Todos los años, por mandato del Congreso, el Departamento de Defensa de los Estados Unidos tiene que entregar un informe consolidado sobre fenómenos anómalos no identificados. No es un favor ni una filtración: es una obligación legal, con plazo, y su incumplimiento tendría consecuencias presupuestarias.
Ese documento es, hoy por hoy, el papel más importante que se publica sobre esta materia. Y lo lee poquísima gente, porque es soberanamente aburrido. Vamos allá.
Informe anual consolidado sobre fenómenos anómalos no identificados
Documento · CONSOLIDATED ANNUAL REPORT ON UAP
Qué contiene, sección a sección
La estructura se repite de un año a otro, y conocerla ahorra muchos disgustos:
- El recuento del periodo. Cuántos casos nuevos han entrado, cuántos venían de periodos anteriores y cuántos se han cerrado. Es la parte que todos los medios convierten en titular y casi nadie lee bien: los totales incluyen casos antiguos reabiertos, así que comparar el número de un año con el del anterior sin leer la letra pequeña produce disparates.
- La resolución. Qué ha resultado ser cada cosa cerrada: globos, drones, aviación, satélites, fenómenos ópticos, ruido de sensor. Aquí está la información útil de verdad.
- Los casos sin resolver. Con el motivo, que casi siempre es el mismo y muy poco misterioso: datos insuficientes. Un contacto de radar sin imagen, un vídeo sin metadatos, un relato sin sensor asociado.
- La distribución geográfica y temática. Dónde se notifica y qué tipo de personal notifica.
- Y la conclusión. Que hasta la fecha se repite en los mismos términos: no se ha encontrado evidencia verificable de que ninguno de los casos analizados corresponda a tecnología de origen extraterrestre.
Cómo se lee sin hacer el ridículo
Tres avisos, que valen más que el resumen entero.
Uno: las cifras hay que sacarlas del informe, no de la prensa. Cada edición publica su propio recuento y cada edición lo desglosa de manera ligeramente distinta. En esta casa no repetimos un número que no podamos señalar con el dedo en su página. Si va a citar cuántos casos hubo, abra el documento del año que va a citar y léalo.
Dos: «sin resolver» no significa «anómalo». Significa que no había datos suficientes para cerrarlo. Es una categoría administrativa, no una valoración del fenómeno. La inmensa mayoría de los casos sin resolver lo están porque alguien vio algo y no había ningún sensor mirando.

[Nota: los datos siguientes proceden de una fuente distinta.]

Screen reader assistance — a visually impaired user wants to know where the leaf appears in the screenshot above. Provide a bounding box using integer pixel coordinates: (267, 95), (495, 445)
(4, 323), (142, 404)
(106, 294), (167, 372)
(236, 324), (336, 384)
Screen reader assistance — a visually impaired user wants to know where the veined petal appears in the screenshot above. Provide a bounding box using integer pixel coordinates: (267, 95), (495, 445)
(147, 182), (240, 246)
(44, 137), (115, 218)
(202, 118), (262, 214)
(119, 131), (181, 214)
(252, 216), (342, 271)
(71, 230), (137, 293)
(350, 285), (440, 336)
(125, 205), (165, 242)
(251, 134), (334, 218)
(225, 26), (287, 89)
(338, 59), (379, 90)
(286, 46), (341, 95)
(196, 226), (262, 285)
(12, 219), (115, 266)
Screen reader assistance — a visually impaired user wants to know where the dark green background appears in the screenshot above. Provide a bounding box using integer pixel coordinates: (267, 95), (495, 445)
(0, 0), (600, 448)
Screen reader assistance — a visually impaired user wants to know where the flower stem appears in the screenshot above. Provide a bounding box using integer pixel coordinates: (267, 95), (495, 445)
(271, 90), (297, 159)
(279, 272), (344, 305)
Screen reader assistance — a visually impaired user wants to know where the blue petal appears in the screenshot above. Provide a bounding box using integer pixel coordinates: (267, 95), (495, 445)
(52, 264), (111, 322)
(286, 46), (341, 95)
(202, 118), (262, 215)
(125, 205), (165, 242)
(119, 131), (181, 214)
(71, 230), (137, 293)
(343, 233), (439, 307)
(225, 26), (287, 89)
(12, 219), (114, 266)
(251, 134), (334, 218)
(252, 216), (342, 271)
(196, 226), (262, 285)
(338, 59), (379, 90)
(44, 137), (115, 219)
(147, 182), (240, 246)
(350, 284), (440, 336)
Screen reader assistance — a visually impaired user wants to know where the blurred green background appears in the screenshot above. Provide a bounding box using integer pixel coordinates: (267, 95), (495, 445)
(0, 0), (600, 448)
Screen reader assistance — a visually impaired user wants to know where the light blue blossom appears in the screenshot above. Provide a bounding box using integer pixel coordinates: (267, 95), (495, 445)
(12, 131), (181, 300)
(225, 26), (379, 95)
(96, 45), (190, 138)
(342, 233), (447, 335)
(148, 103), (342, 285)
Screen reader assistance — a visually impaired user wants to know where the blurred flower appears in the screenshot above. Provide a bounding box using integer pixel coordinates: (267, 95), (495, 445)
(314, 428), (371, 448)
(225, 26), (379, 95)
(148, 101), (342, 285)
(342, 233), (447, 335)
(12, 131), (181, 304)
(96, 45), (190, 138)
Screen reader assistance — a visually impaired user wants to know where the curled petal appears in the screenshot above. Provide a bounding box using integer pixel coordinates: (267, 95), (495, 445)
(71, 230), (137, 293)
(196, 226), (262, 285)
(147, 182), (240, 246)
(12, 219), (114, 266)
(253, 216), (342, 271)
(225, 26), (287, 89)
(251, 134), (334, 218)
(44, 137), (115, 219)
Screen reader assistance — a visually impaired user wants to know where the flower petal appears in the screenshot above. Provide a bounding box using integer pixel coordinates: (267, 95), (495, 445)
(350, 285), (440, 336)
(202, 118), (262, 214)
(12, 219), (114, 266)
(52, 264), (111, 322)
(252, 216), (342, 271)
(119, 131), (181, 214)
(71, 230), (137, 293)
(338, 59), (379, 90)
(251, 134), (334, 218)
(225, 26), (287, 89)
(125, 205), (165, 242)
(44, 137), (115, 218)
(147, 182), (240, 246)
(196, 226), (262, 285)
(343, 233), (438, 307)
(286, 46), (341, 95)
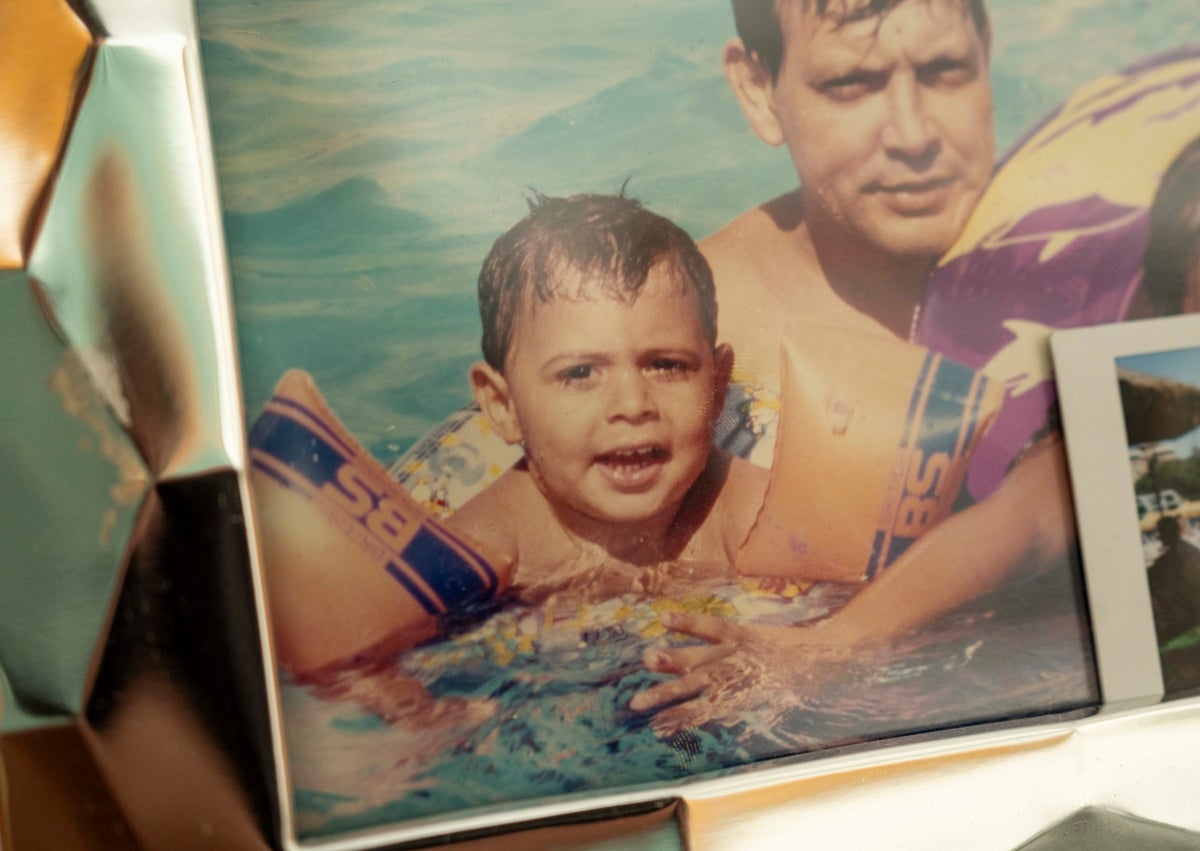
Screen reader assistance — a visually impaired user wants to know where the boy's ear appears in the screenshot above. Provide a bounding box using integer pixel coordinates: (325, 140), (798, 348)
(721, 38), (784, 148)
(713, 343), (733, 421)
(470, 360), (521, 445)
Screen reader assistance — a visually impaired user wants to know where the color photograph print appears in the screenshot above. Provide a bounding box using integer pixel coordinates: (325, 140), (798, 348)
(197, 0), (1200, 839)
(1116, 347), (1200, 695)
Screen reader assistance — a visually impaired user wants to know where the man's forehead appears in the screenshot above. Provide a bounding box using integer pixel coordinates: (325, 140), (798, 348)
(775, 0), (986, 59)
(775, 0), (968, 28)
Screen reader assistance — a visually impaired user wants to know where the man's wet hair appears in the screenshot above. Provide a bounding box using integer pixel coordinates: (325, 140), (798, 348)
(479, 191), (716, 372)
(1141, 137), (1200, 316)
(733, 0), (988, 80)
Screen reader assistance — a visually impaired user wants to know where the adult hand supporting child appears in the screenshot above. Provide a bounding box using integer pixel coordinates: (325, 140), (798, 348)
(630, 438), (1074, 735)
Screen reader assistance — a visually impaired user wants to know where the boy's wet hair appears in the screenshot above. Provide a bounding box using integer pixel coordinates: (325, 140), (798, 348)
(1141, 137), (1200, 316)
(479, 192), (716, 372)
(733, 0), (988, 80)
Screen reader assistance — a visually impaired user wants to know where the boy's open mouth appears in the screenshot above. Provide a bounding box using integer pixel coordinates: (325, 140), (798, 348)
(595, 445), (671, 489)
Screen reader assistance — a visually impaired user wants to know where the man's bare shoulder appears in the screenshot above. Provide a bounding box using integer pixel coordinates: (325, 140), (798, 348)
(448, 467), (540, 563)
(700, 190), (804, 280)
(720, 457), (770, 547)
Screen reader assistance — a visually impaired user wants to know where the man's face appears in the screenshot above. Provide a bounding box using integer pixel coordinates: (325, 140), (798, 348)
(769, 0), (995, 257)
(505, 266), (727, 522)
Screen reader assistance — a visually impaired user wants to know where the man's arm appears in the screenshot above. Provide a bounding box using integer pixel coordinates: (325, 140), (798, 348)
(630, 438), (1075, 711)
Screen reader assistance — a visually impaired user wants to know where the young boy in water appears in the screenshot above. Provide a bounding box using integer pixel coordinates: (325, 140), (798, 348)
(450, 196), (767, 592)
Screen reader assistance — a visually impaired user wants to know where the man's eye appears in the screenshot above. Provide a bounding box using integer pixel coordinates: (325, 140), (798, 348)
(817, 71), (888, 101)
(917, 59), (976, 85)
(650, 358), (691, 378)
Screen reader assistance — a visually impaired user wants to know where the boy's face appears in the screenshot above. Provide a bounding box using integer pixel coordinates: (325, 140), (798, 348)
(769, 0), (995, 257)
(484, 265), (732, 522)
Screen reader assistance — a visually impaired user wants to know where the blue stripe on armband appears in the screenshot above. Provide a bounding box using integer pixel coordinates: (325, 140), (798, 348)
(401, 526), (493, 609)
(250, 410), (347, 487)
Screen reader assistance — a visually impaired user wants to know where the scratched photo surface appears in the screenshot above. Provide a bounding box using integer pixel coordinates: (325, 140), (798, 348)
(197, 0), (1200, 837)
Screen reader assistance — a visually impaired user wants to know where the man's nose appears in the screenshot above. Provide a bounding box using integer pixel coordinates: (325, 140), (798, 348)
(883, 78), (940, 170)
(608, 368), (659, 424)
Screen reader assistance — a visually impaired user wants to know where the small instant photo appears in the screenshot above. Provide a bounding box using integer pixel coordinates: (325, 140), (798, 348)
(1051, 316), (1200, 703)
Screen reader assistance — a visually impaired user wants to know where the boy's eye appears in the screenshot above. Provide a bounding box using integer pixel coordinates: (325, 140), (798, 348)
(558, 364), (592, 383)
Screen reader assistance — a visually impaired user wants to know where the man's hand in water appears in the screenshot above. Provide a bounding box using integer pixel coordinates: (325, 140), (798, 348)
(629, 612), (851, 736)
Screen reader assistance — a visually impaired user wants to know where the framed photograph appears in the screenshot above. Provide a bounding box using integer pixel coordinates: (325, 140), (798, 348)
(9, 0), (1200, 849)
(1052, 317), (1200, 700)
(187, 0), (1200, 841)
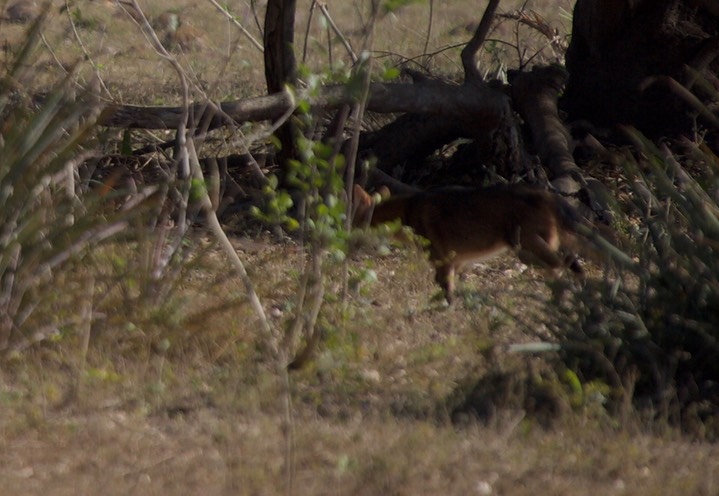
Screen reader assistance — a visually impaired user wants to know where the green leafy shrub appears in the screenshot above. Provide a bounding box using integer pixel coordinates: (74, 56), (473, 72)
(0, 11), (153, 352)
(550, 132), (719, 437)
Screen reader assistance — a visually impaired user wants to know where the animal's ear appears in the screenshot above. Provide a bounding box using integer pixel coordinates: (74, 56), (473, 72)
(377, 185), (392, 201)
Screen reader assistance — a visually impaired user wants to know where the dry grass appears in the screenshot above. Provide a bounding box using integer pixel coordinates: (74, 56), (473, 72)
(0, 1), (719, 495)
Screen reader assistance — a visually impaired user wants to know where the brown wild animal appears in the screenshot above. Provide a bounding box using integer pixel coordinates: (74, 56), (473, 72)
(354, 184), (583, 303)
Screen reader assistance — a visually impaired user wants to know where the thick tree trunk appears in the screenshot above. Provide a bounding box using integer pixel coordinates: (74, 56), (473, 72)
(562, 0), (719, 138)
(264, 0), (299, 183)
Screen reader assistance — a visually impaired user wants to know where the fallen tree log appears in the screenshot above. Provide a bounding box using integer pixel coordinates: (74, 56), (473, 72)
(98, 82), (510, 135)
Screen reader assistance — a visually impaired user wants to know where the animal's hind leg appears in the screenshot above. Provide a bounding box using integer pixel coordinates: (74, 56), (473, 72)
(434, 263), (454, 304)
(517, 234), (563, 269)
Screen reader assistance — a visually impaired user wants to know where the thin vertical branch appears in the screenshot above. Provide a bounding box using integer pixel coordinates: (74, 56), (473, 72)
(342, 0), (379, 303)
(462, 0), (499, 84)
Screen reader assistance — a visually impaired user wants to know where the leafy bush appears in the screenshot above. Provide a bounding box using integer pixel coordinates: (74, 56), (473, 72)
(0, 11), (155, 352)
(550, 131), (719, 437)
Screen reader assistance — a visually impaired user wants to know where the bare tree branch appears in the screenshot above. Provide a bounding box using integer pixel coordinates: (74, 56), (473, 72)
(462, 0), (499, 83)
(98, 82), (508, 129)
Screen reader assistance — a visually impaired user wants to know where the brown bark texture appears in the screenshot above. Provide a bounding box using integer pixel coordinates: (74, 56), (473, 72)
(561, 0), (719, 138)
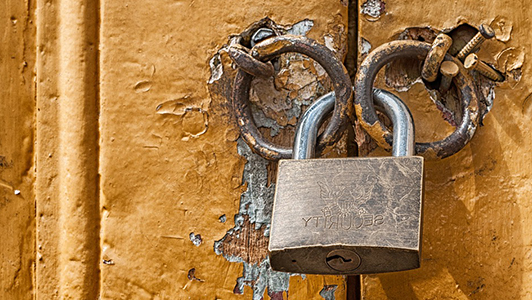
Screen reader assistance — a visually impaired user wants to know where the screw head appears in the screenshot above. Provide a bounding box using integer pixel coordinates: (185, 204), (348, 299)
(440, 61), (460, 77)
(478, 24), (495, 40)
(326, 249), (360, 272)
(251, 28), (275, 47)
(464, 53), (478, 70)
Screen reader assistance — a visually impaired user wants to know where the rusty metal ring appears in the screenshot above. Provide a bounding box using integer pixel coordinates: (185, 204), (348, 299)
(354, 40), (479, 159)
(232, 35), (353, 160)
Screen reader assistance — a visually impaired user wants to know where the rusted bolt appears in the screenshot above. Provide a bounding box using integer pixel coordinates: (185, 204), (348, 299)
(464, 53), (504, 81)
(440, 61), (460, 94)
(251, 28), (275, 47)
(456, 24), (495, 60)
(326, 249), (360, 272)
(421, 33), (453, 82)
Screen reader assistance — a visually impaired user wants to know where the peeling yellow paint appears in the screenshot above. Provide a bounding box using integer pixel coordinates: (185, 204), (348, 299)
(359, 0), (532, 299)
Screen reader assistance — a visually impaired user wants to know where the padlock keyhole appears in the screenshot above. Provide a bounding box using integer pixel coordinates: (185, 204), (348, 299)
(327, 255), (353, 263)
(325, 249), (360, 272)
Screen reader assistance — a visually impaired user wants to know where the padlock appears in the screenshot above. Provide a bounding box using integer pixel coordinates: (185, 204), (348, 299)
(268, 89), (423, 274)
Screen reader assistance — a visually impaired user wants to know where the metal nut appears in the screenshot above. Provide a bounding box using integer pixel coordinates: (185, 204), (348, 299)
(421, 33), (453, 82)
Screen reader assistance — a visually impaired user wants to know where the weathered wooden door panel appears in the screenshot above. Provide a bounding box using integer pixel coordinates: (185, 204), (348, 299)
(0, 1), (35, 299)
(99, 1), (347, 299)
(4, 0), (532, 299)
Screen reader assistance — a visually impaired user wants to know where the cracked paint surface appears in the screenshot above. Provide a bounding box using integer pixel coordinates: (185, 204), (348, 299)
(209, 19), (345, 300)
(359, 0), (532, 299)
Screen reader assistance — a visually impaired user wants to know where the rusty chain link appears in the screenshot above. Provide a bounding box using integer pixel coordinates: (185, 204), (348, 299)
(232, 35), (353, 160)
(227, 24), (501, 160)
(354, 40), (479, 159)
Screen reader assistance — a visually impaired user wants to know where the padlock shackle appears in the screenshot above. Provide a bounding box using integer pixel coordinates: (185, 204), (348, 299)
(292, 92), (336, 159)
(292, 89), (415, 159)
(373, 89), (416, 156)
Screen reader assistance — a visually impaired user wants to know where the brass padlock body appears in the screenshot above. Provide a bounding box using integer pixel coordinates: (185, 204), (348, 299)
(269, 156), (423, 274)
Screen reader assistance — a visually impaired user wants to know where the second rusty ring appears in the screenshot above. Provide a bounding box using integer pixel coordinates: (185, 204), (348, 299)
(232, 35), (353, 160)
(355, 40), (479, 159)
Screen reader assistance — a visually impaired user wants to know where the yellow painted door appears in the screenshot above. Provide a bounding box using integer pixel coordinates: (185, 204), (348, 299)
(0, 0), (532, 299)
(358, 0), (532, 299)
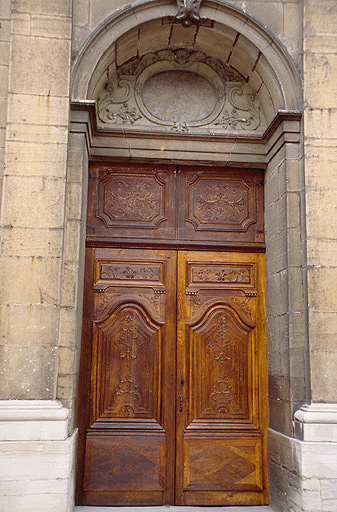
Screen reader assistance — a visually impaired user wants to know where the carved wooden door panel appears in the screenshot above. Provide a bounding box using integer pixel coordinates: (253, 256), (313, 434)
(176, 252), (268, 505)
(78, 248), (176, 505)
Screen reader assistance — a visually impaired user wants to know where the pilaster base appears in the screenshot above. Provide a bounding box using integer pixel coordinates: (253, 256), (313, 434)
(269, 404), (337, 512)
(0, 400), (77, 512)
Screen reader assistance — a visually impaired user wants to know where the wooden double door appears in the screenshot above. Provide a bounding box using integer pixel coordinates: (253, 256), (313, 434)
(78, 247), (268, 506)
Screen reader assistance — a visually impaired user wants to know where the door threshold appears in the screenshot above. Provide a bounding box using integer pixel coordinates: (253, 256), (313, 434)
(75, 505), (274, 512)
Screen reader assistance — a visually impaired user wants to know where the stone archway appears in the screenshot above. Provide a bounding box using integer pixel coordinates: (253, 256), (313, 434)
(60, 1), (307, 510)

Y tres: el aumento de notificaciones no mide el cielo, mide el canal. Antes de que existiera esta oficina no había un procedimiento claro por el que un piloto militar pudiera notificar algo sin arriesgar su carrera. Al crear el canal, subieron las notificaciones. Eso no dice nada sobre lo que hay arriba; dice que ahora hay dónde llamar. Es exactamente el mismo efecto que el reajuste de los filtros de radar que conté en los derribos de febrero de 2023.
Y lo que el informe no puede darle
Lo diré claro, porque es la limitación de fondo: este documento lo redacta una oficina que depende del Departamento de Defensa y que, entre otras cosas, evalúa si el propio Departamento de Defensa ha ocultado algo. No es un problema de honradez de nadie. Es un problema de diseño institucional, y es precisamente el hueco que venía a cubrir la junta de revisión independiente que se cayó en la comisión mixta de diciembre de 2023.
Mientras eso siga así, este informe es lo mejor que hay y es insuficiente. Las dos cosas a la vez. Léalo entero, cítelo con la página en la mano y no le pida lo que no puede dar.
OSINT – Trazabilidad de fuentes
No se reproducen cifras concretas de casos: cada edición del informe las desglosa de forma distinta y los totales incluyen expedientes de periodos anteriores, de modo que citarlas de segunda mano produce comparaciones erróneas. Se remite expresamente a la lectura del documento del año que se vaya a citar. Se señala el conflicto estructural de que la oficina redactora dependa de la institución cuya conducta evalúa.